To: gregor_us who wrote (24018)11/6/2009 2:15:27 PM
From: KyrosL  Respond to of 71412
 
I tend to share your pessimism, but also I see some hopeful signs. US energy production is up and energy imports are trending down. The US trade balance has improved considerably. And private savings are positive again. The low dollar seems to have stemmed outsourcing. If the dollar stays down some manufacturing may even come back.



To: gregor_us who wrote (24018)11/7/2009 8:52:13 AM
From: robert b furman  Read Replies (1) | Respond to of 71412
 
Hi G,

A good article.

I agree with your underlying premise - but I think you take it too far.

A reversion to the mean often shoots too far - I think that is what we've gone through.

The bubble has taken speculation out of pricing - that's what appears to be deflation.

That does not mean the deflation rekindles.

We are after all a growing population.

For every couple trapped by debt, there is a young couple that has been saving and they are seeing real estate value like never before.

What props up the reflation of real estate assets and commercial properties is replacement value.

As all these Dollars (most if which lie dormant in the big banks as capital injections and not in the economy) create a reflation, the prices of real estate revert to the mean.

It is natural to fear a double bottom and Armegeddon all over.

The most likely prospect as we see gold climb, is an increse in natural resource pricing which props up replacement value and puts in a bottom in overall pricing.

The chicken thieves who run around wanting to steal the excess and levered commercial real estate have been running around claiming the ruinous fall - which has been slowly propped up by cheap money and most renewals are in fact occurring.

As money flows into the SBA even small local problems will be saved in lieu of there being a banking problem on the local scene.

I believe your premise is possible,but with every second of time and cheap money, the reflation of commodity prices and it replacement value of existing CRE provides a reasonable value support, that is a market placed event (the best and strongest kinds of events).

The last persective one must acknowledge is the massive degree of capacity that has been taken out of our economy.

Althogh the rebound might at first be intuitively slow - I think the resulting reduction in capacity (which has been huge) will add to the acceleration of the recovery.

It may not be a V,but the right side of the recovery will pick up more speed - as a result of reduced capacity.

I'll go back to that Ferris Wheel grease the fittings and put some paint and my bet is when the music plays - people will show up.<smile>

Bob



To: gregor_us who wrote (24018)11/8/2009 3:01:08 PM
From: GST  Read Replies (1) | Respond to of 71412
 
<What "most" of them refuse to deal with is the currency> The reason not to deal with the currency is that it opens up a door to a completely unfamiliar world of global finance.

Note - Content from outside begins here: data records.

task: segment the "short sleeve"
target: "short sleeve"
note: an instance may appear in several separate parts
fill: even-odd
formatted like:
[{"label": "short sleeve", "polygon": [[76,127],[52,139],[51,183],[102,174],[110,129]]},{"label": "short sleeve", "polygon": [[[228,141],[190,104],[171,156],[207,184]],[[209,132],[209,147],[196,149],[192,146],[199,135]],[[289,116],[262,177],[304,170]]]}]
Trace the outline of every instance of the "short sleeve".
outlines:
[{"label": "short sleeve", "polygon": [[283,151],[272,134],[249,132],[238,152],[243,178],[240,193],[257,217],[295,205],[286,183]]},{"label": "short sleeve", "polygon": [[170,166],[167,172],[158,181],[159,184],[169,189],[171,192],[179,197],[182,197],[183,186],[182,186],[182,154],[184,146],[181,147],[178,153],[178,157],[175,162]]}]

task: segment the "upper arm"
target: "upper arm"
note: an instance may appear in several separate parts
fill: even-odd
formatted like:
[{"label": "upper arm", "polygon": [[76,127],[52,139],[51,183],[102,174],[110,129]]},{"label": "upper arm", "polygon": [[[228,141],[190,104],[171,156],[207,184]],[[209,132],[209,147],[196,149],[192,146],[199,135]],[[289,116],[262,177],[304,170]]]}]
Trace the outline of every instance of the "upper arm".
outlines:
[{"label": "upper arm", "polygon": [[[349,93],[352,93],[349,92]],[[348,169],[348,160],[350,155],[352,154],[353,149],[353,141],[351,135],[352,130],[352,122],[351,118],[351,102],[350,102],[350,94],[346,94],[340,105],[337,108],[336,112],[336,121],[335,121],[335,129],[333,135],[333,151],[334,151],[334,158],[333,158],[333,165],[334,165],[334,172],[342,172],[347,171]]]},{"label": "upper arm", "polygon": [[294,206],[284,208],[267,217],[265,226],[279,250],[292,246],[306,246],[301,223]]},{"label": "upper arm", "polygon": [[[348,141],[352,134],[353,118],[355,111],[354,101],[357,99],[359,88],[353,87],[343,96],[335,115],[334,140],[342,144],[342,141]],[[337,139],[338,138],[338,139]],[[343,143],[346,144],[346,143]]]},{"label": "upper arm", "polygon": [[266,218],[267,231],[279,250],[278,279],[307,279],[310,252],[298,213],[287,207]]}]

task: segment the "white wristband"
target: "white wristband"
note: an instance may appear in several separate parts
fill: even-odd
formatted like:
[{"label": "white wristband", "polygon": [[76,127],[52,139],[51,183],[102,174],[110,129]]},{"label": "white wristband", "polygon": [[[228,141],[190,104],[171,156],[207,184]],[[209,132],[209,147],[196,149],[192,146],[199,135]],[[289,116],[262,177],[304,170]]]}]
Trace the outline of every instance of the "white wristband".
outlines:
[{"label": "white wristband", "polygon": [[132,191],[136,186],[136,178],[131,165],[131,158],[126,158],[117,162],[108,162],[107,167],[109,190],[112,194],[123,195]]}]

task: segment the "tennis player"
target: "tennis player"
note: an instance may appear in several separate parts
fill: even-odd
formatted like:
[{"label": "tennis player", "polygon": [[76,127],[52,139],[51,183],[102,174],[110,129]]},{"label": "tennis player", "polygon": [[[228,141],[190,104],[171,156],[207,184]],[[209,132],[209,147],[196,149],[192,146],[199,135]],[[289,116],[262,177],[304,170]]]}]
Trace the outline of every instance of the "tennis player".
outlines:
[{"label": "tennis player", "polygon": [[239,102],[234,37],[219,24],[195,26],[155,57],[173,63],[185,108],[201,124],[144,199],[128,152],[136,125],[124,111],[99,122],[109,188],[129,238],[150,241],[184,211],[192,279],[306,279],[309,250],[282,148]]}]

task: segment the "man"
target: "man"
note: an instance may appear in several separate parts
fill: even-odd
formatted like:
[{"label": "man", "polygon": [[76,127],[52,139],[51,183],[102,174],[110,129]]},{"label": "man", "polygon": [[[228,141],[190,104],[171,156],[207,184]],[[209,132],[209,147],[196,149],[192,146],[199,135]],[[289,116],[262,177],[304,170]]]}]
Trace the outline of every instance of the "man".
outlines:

In the world of global finance we are set for raging inflation in the US. In the world of the US as an island, we are set for -- well that is hard to say, but deflation is a possibility. This leaves many observers completely unable to grasp what it means when the US can no longer finance its debts on global credit markets. The consequences are dire. There is a gigantic bubble lurking in the shadows of the global economy -- the dollar bubble. And as it reaches the breaking point we approach an inflationary era of epic proportions -- an era to which the deflationists seem to be completely blind.